DULOXETINE, A SEROTONIN and norepinephrine reuptake inhibitor, has recently been approved for treatment of stress urinary incontinence in Europe. We report a case of severe urinary retention requiring urinary catheterization associated with treatment of depression with duloxetine and quetiapine.
A 36-year-old Asian man with no medical, urogenital, or psychiatric illness histories, presented with depression accompanying insomnia. He was treated with escitalopram 20 mg/d and trazodone 100 mg/d for 4 weeks but his symptoms continued. On the 24th treatment day, quetiapine immediate release (IR) 150 mg/d replaced trazodone. On the 28th treatment day, duloxetine 30 mg/d replaced escitalopram. Two days later, duloxetine dosage was escalated to 60 mg/d, and he immediately started to develop urination difficulty and hesitancy. Alfuzosin, a uroselective α1-blocker, was prescribed (10 mg/d), but his urination difficulty continued. Therefore, both quetiapine and duloxetine were discontinued and were switched to mirtazapine 30 mg. Despite these efforts, on the 34th treatment day (6 days after duloxetine initiation and 1 day after duloxetine discontinuation), the urination difficulty progressed to complete urinary retention with residual urine amounting to 900 mL. Subsequently, urinary catheterization had to be carried out for 16 days before his urination function became normalized.

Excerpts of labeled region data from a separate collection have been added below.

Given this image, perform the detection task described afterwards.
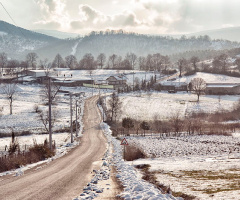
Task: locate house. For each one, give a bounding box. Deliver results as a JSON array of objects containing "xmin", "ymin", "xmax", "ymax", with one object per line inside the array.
[
  {"xmin": 26, "ymin": 70, "xmax": 46, "ymax": 78},
  {"xmin": 205, "ymin": 83, "xmax": 240, "ymax": 95},
  {"xmin": 106, "ymin": 75, "xmax": 127, "ymax": 89}
]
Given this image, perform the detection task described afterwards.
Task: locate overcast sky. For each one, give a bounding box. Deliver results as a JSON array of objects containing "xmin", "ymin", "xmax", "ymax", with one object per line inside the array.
[{"xmin": 0, "ymin": 0, "xmax": 240, "ymax": 34}]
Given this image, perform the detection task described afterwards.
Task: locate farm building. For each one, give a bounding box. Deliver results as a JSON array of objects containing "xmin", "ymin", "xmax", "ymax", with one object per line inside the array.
[
  {"xmin": 26, "ymin": 70, "xmax": 46, "ymax": 78},
  {"xmin": 106, "ymin": 75, "xmax": 127, "ymax": 89},
  {"xmin": 206, "ymin": 83, "xmax": 240, "ymax": 95}
]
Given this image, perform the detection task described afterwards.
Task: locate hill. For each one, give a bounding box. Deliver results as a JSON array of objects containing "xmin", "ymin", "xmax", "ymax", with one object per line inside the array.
[
  {"xmin": 0, "ymin": 21, "xmax": 240, "ymax": 61},
  {"xmin": 0, "ymin": 21, "xmax": 59, "ymax": 59},
  {"xmin": 33, "ymin": 29, "xmax": 79, "ymax": 39}
]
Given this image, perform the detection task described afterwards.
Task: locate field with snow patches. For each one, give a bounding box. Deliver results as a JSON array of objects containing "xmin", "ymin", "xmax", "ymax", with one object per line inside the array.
[
  {"xmin": 116, "ymin": 92, "xmax": 240, "ymax": 120},
  {"xmin": 53, "ymin": 68, "xmax": 160, "ymax": 85},
  {"xmin": 0, "ymin": 85, "xmax": 98, "ymax": 133},
  {"xmin": 0, "ymin": 85, "xmax": 107, "ymax": 151},
  {"xmin": 168, "ymin": 72, "xmax": 240, "ymax": 84},
  {"xmin": 127, "ymin": 134, "xmax": 240, "ymax": 200}
]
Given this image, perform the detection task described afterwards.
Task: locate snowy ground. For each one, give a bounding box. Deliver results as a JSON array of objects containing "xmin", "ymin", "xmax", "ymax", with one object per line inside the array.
[
  {"xmin": 52, "ymin": 68, "xmax": 160, "ymax": 85},
  {"xmin": 127, "ymin": 134, "xmax": 240, "ymax": 200},
  {"xmin": 96, "ymin": 123, "xmax": 178, "ymax": 200},
  {"xmin": 166, "ymin": 72, "xmax": 240, "ymax": 84},
  {"xmin": 0, "ymin": 85, "xmax": 98, "ymax": 133},
  {"xmin": 116, "ymin": 92, "xmax": 240, "ymax": 120}
]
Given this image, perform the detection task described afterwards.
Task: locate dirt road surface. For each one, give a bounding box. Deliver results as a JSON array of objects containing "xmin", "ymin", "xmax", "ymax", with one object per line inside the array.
[{"xmin": 0, "ymin": 97, "xmax": 106, "ymax": 200}]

To our knowledge, there is only one published report of severe urinary retention associated with duloxetine (in combination with olanzapine) in a patient with depression. In this previous report, the urinary retention resolved within 1 week after duloxetine discontinuation. However, the patient in our case experienced much more severe urinary retention that did not improve with duloxetine discontinuation and further required more than 16 days of urinary catheterization and a uroselective α1-blocker.

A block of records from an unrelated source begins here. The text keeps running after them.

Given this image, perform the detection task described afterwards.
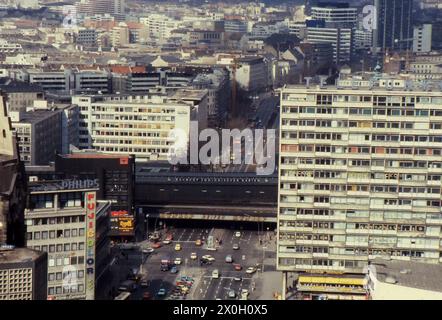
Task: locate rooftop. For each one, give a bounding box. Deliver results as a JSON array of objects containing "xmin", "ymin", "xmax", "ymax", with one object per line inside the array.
[
  {"xmin": 0, "ymin": 247, "xmax": 42, "ymax": 265},
  {"xmin": 11, "ymin": 109, "xmax": 62, "ymax": 123},
  {"xmin": 0, "ymin": 78, "xmax": 43, "ymax": 93},
  {"xmin": 372, "ymin": 259, "xmax": 442, "ymax": 291}
]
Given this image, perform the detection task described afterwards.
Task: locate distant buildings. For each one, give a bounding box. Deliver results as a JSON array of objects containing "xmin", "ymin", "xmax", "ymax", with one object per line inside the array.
[
  {"xmin": 236, "ymin": 57, "xmax": 269, "ymax": 92},
  {"xmin": 11, "ymin": 109, "xmax": 63, "ymax": 165},
  {"xmin": 373, "ymin": 0, "xmax": 413, "ymax": 52},
  {"xmin": 0, "ymin": 96, "xmax": 26, "ymax": 246},
  {"xmin": 413, "ymin": 24, "xmax": 433, "ymax": 52}
]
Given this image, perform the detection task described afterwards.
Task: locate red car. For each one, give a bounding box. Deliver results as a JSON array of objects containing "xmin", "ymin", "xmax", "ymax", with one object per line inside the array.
[
  {"xmin": 152, "ymin": 242, "xmax": 161, "ymax": 249},
  {"xmin": 233, "ymin": 264, "xmax": 242, "ymax": 271}
]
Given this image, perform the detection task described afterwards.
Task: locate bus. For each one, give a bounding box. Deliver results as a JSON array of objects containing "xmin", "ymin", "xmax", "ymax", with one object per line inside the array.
[{"xmin": 114, "ymin": 291, "xmax": 130, "ymax": 300}]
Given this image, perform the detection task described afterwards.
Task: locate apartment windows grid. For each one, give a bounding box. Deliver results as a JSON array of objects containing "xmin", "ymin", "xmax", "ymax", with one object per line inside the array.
[{"xmin": 278, "ymin": 83, "xmax": 442, "ymax": 273}]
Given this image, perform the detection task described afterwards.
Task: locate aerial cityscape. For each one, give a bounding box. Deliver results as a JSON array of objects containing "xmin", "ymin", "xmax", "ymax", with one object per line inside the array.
[{"xmin": 0, "ymin": 0, "xmax": 442, "ymax": 304}]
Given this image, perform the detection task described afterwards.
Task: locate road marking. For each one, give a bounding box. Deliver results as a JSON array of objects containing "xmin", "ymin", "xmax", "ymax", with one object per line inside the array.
[{"xmin": 203, "ymin": 276, "xmax": 252, "ymax": 281}]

Duloxetine has minimal anticholinergic properties, and it improves urinary incontinence by inhibiting serotonin and norepinephrine reuptake in Onuf's nucleus, located in the sacral spinal cord.[1, 3] Both α-receptors and serotonin 5-HT2 receptors located in the Onuf's nucleus facilitate the storage reflex by contracting the urethral external sphincter muscle. Likewise, increased serotonin and norepinephrine due to duloxetine administration might have caused the voiding dysfunction in our patient. It cannot be completely ruled out that quetiapine, an agent with significant antihistaminic and antimuscarinic properties, might have been the cause because quetiapine-induced urinary retention has also been reported previously. However, our patient was taking a much lower dose of quetiapine than the patient in the previous case report (150 mg/d vs 1800–2400 mg/d). Obtaining the patient's serum drug level might have helped clarify this controversy regarding the exact cause. However, we were unable to perform such an examination, which is an important limitation of our report. Regardless of possible debates concerning the exact contributing factor, the fact that such a complication occurred in a young male patient with no urological illness is of concern. Thus, this case suggests increased attention on urinary function may be needed, when using duloxetine in particular, if drugs with high anticholinergic properties are combined.